Como em tudo, claro que há excepções. E a de que o proponente da BiblioSol nos fala exemplifica na perfeição o que se pode ganhar com as bibliotecas privadas que se pretende abrir. Durante alguns anos, Renato Soeiro criava com um escritor e poeta uns "livrinhos" especiais, em edição reduzidíssima e não comercial, que ambos distribuíam aos amigos no Natal. Algures em Dezembro, o poeta e escritor corria as ruas do Porto, pela noite, e deixava a obra exclusiva, com inéditos da sua autoria, nas caixas de correio das amizades contempladas. “O engraçado é que, certa vez, num programa de televisão de balanço literário de fim de ano, o [professor e ensaísta] Arnaldo Saraiva disse que um dos melhores livros do ano era um desses livrinhos que fazíamos. Gerou-se uma enorme confusão porque as pessoas iam às livrarias, procuravam e ninguém encontrava o raio do livro.”

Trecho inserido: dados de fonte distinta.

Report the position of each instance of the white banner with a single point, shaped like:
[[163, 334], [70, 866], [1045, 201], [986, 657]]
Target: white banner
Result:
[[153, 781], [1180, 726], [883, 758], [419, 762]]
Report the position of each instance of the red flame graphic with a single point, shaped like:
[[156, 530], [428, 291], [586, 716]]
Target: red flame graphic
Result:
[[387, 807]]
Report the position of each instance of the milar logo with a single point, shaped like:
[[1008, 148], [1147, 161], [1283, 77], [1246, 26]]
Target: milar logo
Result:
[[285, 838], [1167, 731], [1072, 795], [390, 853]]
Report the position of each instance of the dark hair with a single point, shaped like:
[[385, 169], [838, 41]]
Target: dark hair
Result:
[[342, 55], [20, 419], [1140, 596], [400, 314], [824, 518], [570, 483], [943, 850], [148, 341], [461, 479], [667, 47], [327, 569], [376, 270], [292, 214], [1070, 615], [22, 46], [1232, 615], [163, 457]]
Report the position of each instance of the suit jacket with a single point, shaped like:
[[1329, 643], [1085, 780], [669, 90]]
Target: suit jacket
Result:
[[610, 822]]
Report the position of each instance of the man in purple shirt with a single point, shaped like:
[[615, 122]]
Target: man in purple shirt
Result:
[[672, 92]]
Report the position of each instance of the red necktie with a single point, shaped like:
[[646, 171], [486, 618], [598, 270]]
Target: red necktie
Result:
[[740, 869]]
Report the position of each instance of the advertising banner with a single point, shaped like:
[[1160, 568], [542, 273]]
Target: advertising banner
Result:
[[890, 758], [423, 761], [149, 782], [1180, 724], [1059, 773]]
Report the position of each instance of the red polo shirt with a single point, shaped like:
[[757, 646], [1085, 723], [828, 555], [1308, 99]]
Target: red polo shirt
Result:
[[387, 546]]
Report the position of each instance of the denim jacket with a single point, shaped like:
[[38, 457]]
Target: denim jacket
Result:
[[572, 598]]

O escritor era Manuel António Pina (1943-2012) e os “livrinhos” encontram-se na biblioteca de Renato Soeiro. Talvez um dia, se a BiblioSol se tornar realidade, um jovem estudioso da obra de Pina lhos requisite. Este poderá depois encaminhá-lo para uma raridade chamado La Nuit, pequena edição de 95 exemplares, em francês, que o autor de Cuidados Intensivos imprimiu com Renato Soeiro para oferecer numa feira do livro de Bordéus. Poderá mostrar-lhe mais ainda. “Além de ter sido muito meu amigo, [Manuel António Pina] é alguém com quem trabalhei numa actividade que não está divulgada, a de publicitário. Como todos os grandes poetas, também trabalhou uns anos em publicidade.” Juntos, criaram campanhas para a Apple, por exemplo, e Renato Soeiro guardou mais do que as memórias das “divertidas sessões nocturnas de criação publicitária”, de que dará conta, em Setembro, em conferência que apresentará na próxima Feira do Livro do Porto. “Tenho os apontamentos de tudo isso, dos textos, dos manuscritos, caixas e caixas de arquivos. Os livros muita gente terá, isto de certeza que mais ninguém tem.”

A BiblioSol quer justamente que não se perca o "que mais ninguém tem". Para que todos tenham acesso às riquezas do património que tantos guardam entre portas. Para que a cadeia do conhecimento se propague, de leitor para leitor.